Former Law Minister M Veerappa Moily has expressed his opinion on the government’s stand on the practice of triple talaq. The Congress leader has asked the Muslims to think about reforming themselves so that the axe of law does not fall on them. He also said that religions will have to introspect and reform in every field where triple talaq practice needs to be changed.
“Any reform in any religion will have to come from within. It is always difficult to impose it by law. I think as civilisation advances, each one and each religion will have to introspect and make reforms in whichever field civilisation warrants. I don’t think we can have very rigid practices. Triple talaq is one such area where reform is necessary,” he said Indian Express.
“It is a question of humanity. Having three wives, I don’t think, any religion can propagate it. Even in so far as Islam is concerned, they are also not propagating it. Many Muslim countries don’t practice triple talaq… So, instead of waiting for a public debate and waiting for a law to tell us what should be done, it is high time our Muslim brothers and sisters think of reforming themselves, so that the axe of law will not fall on them,” he said.

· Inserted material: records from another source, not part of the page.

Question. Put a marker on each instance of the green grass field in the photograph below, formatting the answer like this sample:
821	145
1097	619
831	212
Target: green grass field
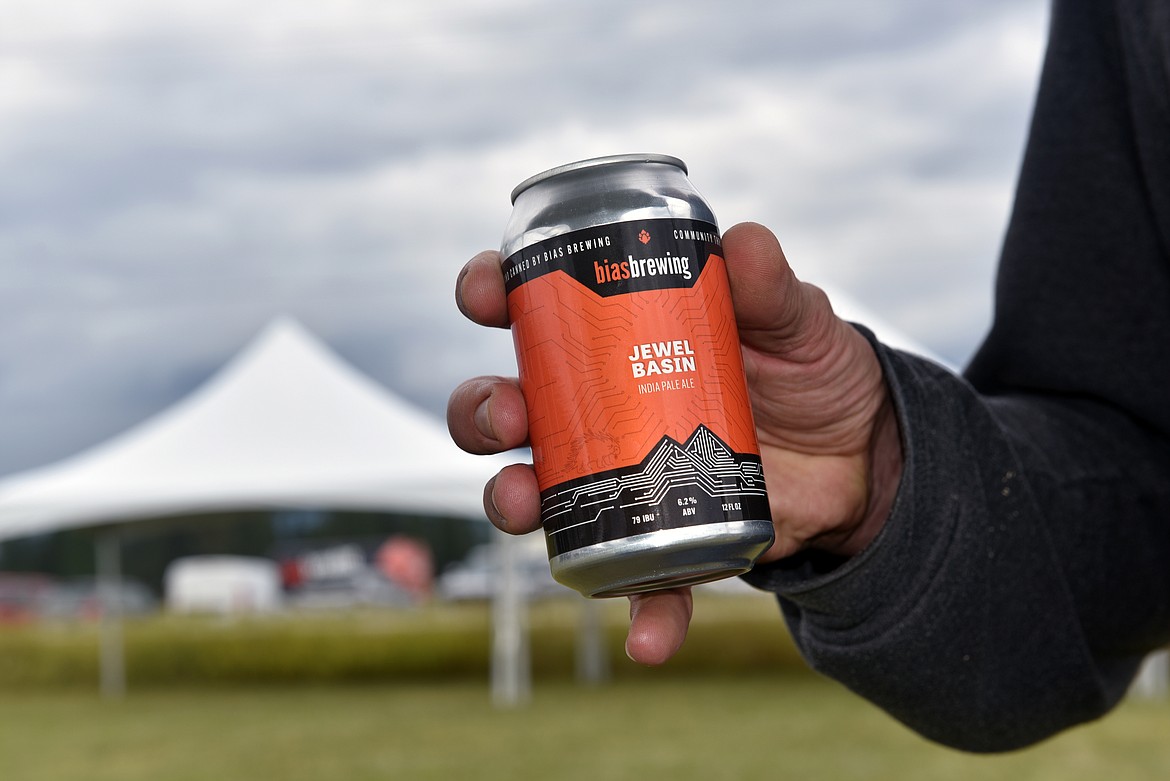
790	726
406	696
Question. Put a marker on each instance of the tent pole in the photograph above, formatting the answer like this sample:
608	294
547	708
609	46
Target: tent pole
109	588
511	676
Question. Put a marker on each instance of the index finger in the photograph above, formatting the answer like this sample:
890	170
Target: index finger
480	290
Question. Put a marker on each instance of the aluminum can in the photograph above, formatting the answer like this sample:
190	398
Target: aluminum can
630	361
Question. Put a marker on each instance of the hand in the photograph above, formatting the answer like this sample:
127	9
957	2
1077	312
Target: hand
827	433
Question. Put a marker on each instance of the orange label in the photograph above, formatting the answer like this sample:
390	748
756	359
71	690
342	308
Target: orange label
608	372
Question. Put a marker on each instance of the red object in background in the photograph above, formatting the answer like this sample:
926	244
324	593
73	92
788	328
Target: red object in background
407	562
290	573
20	594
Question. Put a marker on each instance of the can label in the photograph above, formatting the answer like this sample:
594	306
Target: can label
631	367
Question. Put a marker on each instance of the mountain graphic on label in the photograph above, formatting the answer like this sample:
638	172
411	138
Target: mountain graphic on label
700	471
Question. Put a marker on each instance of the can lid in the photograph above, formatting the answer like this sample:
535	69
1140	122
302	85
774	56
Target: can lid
593	163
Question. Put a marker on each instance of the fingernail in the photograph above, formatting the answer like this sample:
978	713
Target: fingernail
483	419
489	505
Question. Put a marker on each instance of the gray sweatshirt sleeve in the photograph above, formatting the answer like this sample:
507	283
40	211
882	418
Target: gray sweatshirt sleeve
1025	568
1007	596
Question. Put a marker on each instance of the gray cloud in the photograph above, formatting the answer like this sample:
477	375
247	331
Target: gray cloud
176	175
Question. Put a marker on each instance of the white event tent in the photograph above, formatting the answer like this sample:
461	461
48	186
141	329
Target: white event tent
286	423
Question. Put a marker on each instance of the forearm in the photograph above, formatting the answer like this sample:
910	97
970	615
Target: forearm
968	616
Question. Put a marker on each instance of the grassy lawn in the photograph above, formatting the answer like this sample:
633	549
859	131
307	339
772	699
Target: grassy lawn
791	726
404	695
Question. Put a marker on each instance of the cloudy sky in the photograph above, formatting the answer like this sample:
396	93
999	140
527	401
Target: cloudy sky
173	174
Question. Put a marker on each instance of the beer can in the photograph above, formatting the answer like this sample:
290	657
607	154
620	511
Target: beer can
630	363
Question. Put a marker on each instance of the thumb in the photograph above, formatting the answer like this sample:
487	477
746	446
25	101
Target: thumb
776	312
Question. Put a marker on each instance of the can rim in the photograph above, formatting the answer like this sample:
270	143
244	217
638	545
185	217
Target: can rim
593	163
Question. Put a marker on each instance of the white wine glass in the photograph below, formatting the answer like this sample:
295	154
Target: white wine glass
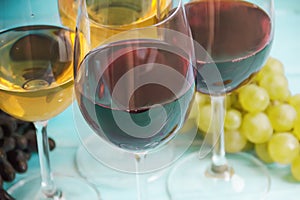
36	84
237	36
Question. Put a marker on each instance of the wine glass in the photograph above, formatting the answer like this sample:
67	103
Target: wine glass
135	89
36	84
238	37
107	18
106	21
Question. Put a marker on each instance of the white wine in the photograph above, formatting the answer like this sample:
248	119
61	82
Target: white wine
36	71
110	17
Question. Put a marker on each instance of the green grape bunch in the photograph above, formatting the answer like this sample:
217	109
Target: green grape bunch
262	117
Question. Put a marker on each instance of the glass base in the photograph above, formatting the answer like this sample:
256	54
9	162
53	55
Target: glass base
246	179
69	188
99	174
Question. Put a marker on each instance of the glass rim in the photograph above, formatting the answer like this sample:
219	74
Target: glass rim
125	27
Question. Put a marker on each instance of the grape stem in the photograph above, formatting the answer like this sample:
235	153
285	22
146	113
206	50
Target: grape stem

Earlier, the sensitive issue of triple talaq was broached by the Law Commission. The commission asked the public whether the practice of triple talaq be abolished and whether a uniform civil code should be optional.
Amid a raging debate on uniform civil code, the law panel has sought public views on the subject to revise and reform family laws, saying the aim is to address social injustice rather than plurality of laws.
In an issued appeal, the Commission said the objective behind the endeavour is to address discrimination against vulnerable groups and harmonise the various cultural practices even as it assured the people that the "norms of no one class, group or community will dominate the tone and tenor of family law reforms".
In an accompanying questionnaire, the Commission has asked whether the existing personal laws and customary practices need codification and whether it would benefit people.
Should the practice of triple talaq be abolished, retained or retained with suitable amendments; and whether a uniform civil code should be optional are among 16 queries by the commission.
It has also sought to know whether the uniform code should include subjects like divorce, marriage, adoption, child custody, succession and inheritance.